Cleta waved Vernie’s intentions aside. “Oh, come and go. Bea has plenty of help today. When I passed the bakery a few minutes ago, several of the Smith men were working in there.” She fished in her drawstring purse for money to pay her bill. “You haven’t got another thing to do and the outing will do you a world of good. I saw this cute tree ornament I want to buy at the drugstore.”
“You can buy ornaments from me.”
“Not this one—it’s a Hallmark.”
Vernie glanced out the front window. Hour by hour the clouds grew lower and thicker. For all the world, it looked like Heavenly Daze had been gripped by what might become one of the worst winters in years. Now a stiff wind whipped bare oak branches outside the mercantile, and Vernie shuddered to think of the bone-chilling walk to the ferry. Captain Stroble had already given notice that if foul weather descended, the ferry could close on a moment’s notice.
The smiling clerk sacked the order and tied the butcher paper bag with a colorful red ribbon. “Why don’t you go, Vernie? You’ve got a warm coat and mittens. I don’t have a thing to do but put the new stock away. I’m assuming you want these things near the front?”
Vernie nodded absently. “Ayuh—anywhere you think best. You have a knack for arranging things.”
“Thanks.” Elezar shifted his gaze to Cleta. “Once I close up here, I plan to mosey on over to the bakery myself.”
Vernie sighed. It had been weeks since she visited the mainland. And her mood wasn’t exactly A-1 today.

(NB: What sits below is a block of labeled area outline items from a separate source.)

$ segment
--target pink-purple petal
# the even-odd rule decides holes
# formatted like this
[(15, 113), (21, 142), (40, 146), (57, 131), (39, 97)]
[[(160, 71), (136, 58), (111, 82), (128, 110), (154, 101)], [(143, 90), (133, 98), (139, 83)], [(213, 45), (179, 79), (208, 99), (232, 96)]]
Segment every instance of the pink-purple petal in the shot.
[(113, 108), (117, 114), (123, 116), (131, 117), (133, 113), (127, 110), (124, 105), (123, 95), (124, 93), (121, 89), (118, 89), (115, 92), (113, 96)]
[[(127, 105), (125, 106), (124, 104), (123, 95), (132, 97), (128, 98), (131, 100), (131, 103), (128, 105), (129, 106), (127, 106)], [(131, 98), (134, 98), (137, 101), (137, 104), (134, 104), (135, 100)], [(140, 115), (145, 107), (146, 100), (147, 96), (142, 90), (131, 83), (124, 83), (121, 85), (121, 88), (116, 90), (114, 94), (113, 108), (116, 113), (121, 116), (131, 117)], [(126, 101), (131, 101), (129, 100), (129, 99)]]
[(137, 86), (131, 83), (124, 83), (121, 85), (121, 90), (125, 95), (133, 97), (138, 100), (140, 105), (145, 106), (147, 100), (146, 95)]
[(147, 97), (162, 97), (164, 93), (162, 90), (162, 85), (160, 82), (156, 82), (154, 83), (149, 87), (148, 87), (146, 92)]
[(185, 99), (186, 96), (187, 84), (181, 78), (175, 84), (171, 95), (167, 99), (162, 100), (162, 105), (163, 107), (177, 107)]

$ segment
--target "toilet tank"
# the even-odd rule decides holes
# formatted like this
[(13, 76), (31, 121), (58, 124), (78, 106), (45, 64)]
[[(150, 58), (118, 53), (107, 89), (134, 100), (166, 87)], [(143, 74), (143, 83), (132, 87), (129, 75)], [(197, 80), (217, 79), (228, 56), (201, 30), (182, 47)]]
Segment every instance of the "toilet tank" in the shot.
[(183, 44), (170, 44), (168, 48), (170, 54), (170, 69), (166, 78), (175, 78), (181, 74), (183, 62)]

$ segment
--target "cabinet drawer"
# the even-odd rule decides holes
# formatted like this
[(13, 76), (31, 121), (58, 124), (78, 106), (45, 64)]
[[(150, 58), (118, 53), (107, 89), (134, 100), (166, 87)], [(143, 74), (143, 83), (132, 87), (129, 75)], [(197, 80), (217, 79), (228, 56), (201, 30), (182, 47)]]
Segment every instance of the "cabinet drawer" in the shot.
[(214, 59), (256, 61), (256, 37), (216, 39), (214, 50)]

“Oh, come on,” Cleta nudged as Vernie vacillated. “You need to get out, get a little color in your cheeks. We can pick up a few Christmas presents, then eat a bite of lunch. I might even treat us to a movie. Popcorn’s on me. Nicolas Cage has a new movie out.”
Vernie wasn’t in the mood for shopping, popcorn, or a movie, but Cleta was right, she could use a break. Monotony had begun to set in and the worst of winter was yet to come. She glanced at Elezar, who smiled and nodded. “Are you sure?”